Rafiq Mohamed, Azeemuddin Mohammed
Department of Pharmacology, R&D Center, The Himalaya Drug Company, Makali, Bangalore-562123 Karnataka.
Oman Med J. 2012 Nov;27(6):e010. doi: 10.5001/omj.2012.127.
The present study was conducted to evaluate the efficacy of Abana (a poly-ingredient formulation with natural constituents) on platelet aggregation and occlusion-induced deep venous thrombosis in rats.
Anti-platelet property of Abana was evaluated using ADP (Adenosin 5-diphosphate) and adrenaline-induced platelet aggregation models, and anti-thrombotic activity was evaluated against occlusion-induced deep venous thrombosis model in wistar rats.
Under the , Abana® (250, 500 and 1000 µg/ml) alleviated ADP and adrenaline-induced platelet aggregation in a dose-dependent manner. Abana® (1000 µg/ml) inhibited ADP and adrenaline-induced platelet aggregation by as much as 50.69% and 64.83% respectively. Furthermore, 6 days pre-treatment with Abana® (250 and 500 mg/kg, p.o.) in an study showed significant and dose-dependent protection against occlusion-induced deep venous thrombosis in rats.
These findings suggest that Abana, a polyherbal formulation possesses anti-platelet and anti-thrombotic activities in the experimental models of platelet aggregation and deep venous thrombosis in rats.
本研究旨在评估阿巴纳(一种含有天然成分的多成分制剂)对大鼠血小板聚集和闭塞诱导的深静脉血栓形成的疗效。
使用二磷酸腺苷(ADP)和肾上腺素诱导的血小板聚集模型评估阿巴纳的抗血小板特性,并针对Wistar大鼠的闭塞诱导的深静脉血栓形成模型评估其抗血栓活性。
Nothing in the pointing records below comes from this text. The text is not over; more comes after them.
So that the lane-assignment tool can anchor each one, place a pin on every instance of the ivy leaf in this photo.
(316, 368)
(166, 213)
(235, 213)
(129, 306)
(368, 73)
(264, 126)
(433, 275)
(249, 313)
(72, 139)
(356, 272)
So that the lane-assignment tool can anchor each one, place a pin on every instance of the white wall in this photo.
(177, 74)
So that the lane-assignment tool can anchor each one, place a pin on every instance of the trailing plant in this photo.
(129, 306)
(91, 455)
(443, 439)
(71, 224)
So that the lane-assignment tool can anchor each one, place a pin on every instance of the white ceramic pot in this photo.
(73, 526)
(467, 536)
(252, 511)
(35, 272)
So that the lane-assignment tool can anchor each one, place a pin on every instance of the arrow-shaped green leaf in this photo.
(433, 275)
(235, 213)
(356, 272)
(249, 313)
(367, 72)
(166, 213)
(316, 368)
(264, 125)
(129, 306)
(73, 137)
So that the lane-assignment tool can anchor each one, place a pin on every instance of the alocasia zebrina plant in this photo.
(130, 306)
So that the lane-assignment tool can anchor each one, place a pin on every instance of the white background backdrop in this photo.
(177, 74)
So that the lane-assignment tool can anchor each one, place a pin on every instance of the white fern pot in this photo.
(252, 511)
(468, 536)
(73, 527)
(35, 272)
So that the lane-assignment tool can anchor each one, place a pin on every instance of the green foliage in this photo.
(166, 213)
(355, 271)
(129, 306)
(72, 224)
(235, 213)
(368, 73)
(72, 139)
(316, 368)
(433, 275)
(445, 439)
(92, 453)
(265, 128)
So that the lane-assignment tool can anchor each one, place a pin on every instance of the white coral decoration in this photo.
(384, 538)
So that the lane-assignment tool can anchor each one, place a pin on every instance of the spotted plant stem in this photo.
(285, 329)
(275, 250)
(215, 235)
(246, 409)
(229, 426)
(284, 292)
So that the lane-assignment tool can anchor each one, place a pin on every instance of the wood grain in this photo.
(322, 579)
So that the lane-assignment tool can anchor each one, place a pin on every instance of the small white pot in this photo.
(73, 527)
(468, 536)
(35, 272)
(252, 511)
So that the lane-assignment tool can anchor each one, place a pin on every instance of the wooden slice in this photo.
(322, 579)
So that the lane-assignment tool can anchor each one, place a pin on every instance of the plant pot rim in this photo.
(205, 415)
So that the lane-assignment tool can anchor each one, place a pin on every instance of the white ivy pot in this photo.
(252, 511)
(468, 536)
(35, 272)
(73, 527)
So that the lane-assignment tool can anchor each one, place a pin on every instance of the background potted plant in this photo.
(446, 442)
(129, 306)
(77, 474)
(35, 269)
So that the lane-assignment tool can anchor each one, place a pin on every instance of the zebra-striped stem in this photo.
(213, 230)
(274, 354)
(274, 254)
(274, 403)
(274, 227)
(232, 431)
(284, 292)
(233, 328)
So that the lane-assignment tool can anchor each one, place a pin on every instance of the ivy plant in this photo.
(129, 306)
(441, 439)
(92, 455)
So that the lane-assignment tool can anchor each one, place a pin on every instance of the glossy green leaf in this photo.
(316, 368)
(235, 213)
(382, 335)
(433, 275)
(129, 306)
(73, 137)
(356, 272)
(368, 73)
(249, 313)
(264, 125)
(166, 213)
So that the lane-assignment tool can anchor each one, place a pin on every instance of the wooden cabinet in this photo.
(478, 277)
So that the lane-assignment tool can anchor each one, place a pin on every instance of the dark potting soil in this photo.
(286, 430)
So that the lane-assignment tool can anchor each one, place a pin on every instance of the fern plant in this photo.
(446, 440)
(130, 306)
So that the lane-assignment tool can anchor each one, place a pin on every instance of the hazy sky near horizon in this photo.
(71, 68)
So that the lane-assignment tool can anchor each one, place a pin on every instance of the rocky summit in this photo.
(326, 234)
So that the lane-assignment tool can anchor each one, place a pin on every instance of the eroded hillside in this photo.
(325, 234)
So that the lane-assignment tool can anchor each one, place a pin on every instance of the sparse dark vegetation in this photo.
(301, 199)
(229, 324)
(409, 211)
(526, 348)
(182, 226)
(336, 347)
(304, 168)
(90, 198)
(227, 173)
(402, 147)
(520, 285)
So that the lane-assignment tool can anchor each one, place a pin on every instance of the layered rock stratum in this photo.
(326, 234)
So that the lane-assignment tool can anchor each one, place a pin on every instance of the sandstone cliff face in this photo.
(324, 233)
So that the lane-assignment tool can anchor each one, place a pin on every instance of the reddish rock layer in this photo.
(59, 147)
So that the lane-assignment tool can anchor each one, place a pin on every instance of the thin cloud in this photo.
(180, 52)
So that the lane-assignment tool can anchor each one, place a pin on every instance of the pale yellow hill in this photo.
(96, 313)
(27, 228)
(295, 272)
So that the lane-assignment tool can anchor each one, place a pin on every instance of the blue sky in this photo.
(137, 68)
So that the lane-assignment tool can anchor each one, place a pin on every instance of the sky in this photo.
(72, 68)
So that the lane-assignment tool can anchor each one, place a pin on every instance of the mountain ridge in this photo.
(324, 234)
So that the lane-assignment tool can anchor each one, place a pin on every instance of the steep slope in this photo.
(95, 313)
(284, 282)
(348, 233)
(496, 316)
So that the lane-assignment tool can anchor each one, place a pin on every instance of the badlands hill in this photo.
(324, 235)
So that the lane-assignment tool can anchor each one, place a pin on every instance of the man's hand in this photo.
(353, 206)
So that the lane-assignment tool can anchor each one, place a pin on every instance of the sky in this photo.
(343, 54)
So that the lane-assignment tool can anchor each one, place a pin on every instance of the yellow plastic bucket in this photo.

在该条件下,阿巴纳®(250、500和1000μg/ml)以剂量依赖性方式减轻ADP和肾上腺素诱导的血小板聚集。阿巴纳®(1000μg/ml)分别抑制ADP和肾上腺素诱导的血小板聚集达50.69%和64.83%。此外,在一项研究中,用阿巴纳®(250和500mg/kg,口服)预处理6天显示出对大鼠闭塞诱导的深静脉血栓形成具有显著的剂量依赖性保护作用。
这些发现表明,阿巴纳这种多草药制剂在大鼠血小板聚集和深静脉血栓形成的实验模型中具有抗血小板和抗血栓活性。